In this paper, we further developed a modeling framework for analyzing longitudinal family carriage studies by extending our original model (20) to incorporate serotype-specific information at the individual level. This extension is essential considering previous evidence of the diversity in the dynamics of different serotypes of S. pneumoniae (31–33). To continue to ignore this heterogeneity and the potential for competition between strains would have been inappropriate, especially considering that these characteristics may provide the mechanism for the serotype replacement observed following implementation of a universal pneumococcal conjugate vaccination policy (25, 34, 35). Similarities and differences among the five most prevalent pneumococcal serotypes were assessed through their transmissibility, acquisition, and clearance rates as well as their competing strengths.

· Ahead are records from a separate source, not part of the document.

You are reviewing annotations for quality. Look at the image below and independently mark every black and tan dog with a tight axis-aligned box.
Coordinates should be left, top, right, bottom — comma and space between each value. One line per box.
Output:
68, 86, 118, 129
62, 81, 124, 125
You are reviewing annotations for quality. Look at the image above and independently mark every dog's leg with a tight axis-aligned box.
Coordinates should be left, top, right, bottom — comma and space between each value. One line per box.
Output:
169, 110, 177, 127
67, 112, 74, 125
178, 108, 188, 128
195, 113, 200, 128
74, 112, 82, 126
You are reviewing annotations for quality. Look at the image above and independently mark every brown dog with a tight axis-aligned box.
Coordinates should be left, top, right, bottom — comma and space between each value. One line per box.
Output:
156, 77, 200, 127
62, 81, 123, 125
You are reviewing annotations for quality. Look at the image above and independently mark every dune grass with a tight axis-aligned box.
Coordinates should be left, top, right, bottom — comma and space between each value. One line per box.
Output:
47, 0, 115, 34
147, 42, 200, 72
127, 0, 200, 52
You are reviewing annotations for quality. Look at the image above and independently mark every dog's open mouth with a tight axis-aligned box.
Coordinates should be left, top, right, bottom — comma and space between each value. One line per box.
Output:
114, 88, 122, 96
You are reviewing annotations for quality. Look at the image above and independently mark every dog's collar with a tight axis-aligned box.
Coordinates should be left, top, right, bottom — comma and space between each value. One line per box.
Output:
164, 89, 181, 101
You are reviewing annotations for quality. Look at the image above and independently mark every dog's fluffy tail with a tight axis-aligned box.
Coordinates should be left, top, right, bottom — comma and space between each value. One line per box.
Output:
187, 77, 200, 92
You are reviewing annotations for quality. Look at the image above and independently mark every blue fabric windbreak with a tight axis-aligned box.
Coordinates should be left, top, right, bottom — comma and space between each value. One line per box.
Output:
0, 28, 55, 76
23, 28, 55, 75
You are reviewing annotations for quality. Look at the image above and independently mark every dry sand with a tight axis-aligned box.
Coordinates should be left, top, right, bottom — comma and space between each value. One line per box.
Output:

We found that serotypes 6A, 6B, and 23F all share a longer mean duration of carriage in children 0–4 years of age than in those aged 5 years, which is in agreement with our previous work, where we estimated a mean duration of carriage of 51 and 19 days, respectively, in the two age strata. In particular, serotype 6B presents a very distinctive pattern, with a mean duration of almost 4 months in children and only 11 days in those 5 years of age. Slightly higher estimates of the duration of carriage were found in a recent study by Sleeman et al. (36). However, these authors studied only very young children (<2 years of age), and the average length of a pneumococcal carriage episode is longer at younger ages (33, 37, 38).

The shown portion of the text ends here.